Time and again battles have had to be fought between communities to retain services and clinical specialists, often with deleterious consequences for medical staffing and institutional viability.

All too often inter-board wars have really been about scope for the employment and advancement of those involved, their remuneration and community status, and all too infrequently about the patients for whom a safe health service is supposed to be servant.

The panel produced a model solution combining public health with a university contribution and in this could lie the components of South Island health service for the next 20 years.

The panel referred to the potential for orthopaedics and neurosurgery to work together "in developing better career pathways", for example, mentioning the advantage this would provide to the University of Otago's spinal research.

It dealt at some length about developing an island-wide out-reach benefit in neurosurgery but there is no obvious reason why such a concept could not be extended in many other services working through secondary hospitals and primary care.

In a limited, mostly within-region fashion, it already does: blood and oncology in the South; paediatric surgery in Canterbury; scoliosis South Island-wide, are examples.
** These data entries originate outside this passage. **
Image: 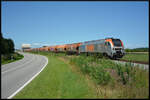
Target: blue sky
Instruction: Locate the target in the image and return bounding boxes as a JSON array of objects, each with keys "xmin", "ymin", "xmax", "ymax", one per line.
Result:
[{"xmin": 1, "ymin": 1, "xmax": 149, "ymax": 49}]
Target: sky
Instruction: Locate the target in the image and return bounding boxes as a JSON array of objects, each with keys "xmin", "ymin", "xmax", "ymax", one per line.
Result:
[{"xmin": 1, "ymin": 1, "xmax": 149, "ymax": 49}]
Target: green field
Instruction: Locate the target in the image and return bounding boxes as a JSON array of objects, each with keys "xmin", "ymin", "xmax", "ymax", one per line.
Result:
[
  {"xmin": 14, "ymin": 53, "xmax": 95, "ymax": 98},
  {"xmin": 1, "ymin": 52, "xmax": 24, "ymax": 65},
  {"xmin": 14, "ymin": 52, "xmax": 149, "ymax": 99},
  {"xmin": 122, "ymin": 53, "xmax": 149, "ymax": 62}
]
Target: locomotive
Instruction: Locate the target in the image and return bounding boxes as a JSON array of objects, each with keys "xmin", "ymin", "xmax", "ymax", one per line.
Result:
[{"xmin": 26, "ymin": 38, "xmax": 125, "ymax": 59}]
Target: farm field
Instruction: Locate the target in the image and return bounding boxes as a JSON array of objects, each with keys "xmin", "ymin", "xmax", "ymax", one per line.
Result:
[
  {"xmin": 121, "ymin": 53, "xmax": 149, "ymax": 62},
  {"xmin": 14, "ymin": 52, "xmax": 149, "ymax": 99}
]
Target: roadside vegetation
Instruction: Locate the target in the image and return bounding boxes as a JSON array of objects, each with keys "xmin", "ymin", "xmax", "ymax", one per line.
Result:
[
  {"xmin": 0, "ymin": 33, "xmax": 23, "ymax": 65},
  {"xmin": 14, "ymin": 52, "xmax": 95, "ymax": 99},
  {"xmin": 14, "ymin": 52, "xmax": 149, "ymax": 98},
  {"xmin": 67, "ymin": 56, "xmax": 149, "ymax": 98},
  {"xmin": 121, "ymin": 53, "xmax": 149, "ymax": 63},
  {"xmin": 1, "ymin": 52, "xmax": 24, "ymax": 65}
]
From a lay viewpoint, it seems extraordinarily short-sighted for public health services not to use to the fullest possible advantage direct links with the University of Otago's faculty of medicine in Dunedin and Christchurch.

Neurosurgery will become permanently part of that model in Dunedin with obvious advantages to post-graduate and research programmes in the neurosciences.

But why stop there? In many respects the exercise performed by the panel implies an "about-face" in the provision and administration of public health services; that the board model does not adequately meet the unique needs of South Island communities.

The panel had some properly critical observations about the adverse impacts of parochialism, even "deep paranoia", in the battle for services and sought a "South Island mind-set, one that sees the development of all the island's strengths in all its regions as important".

These are sentiments we must echo; the demographic portrait of the island really gives no other choice - if equity of access is to be achieved.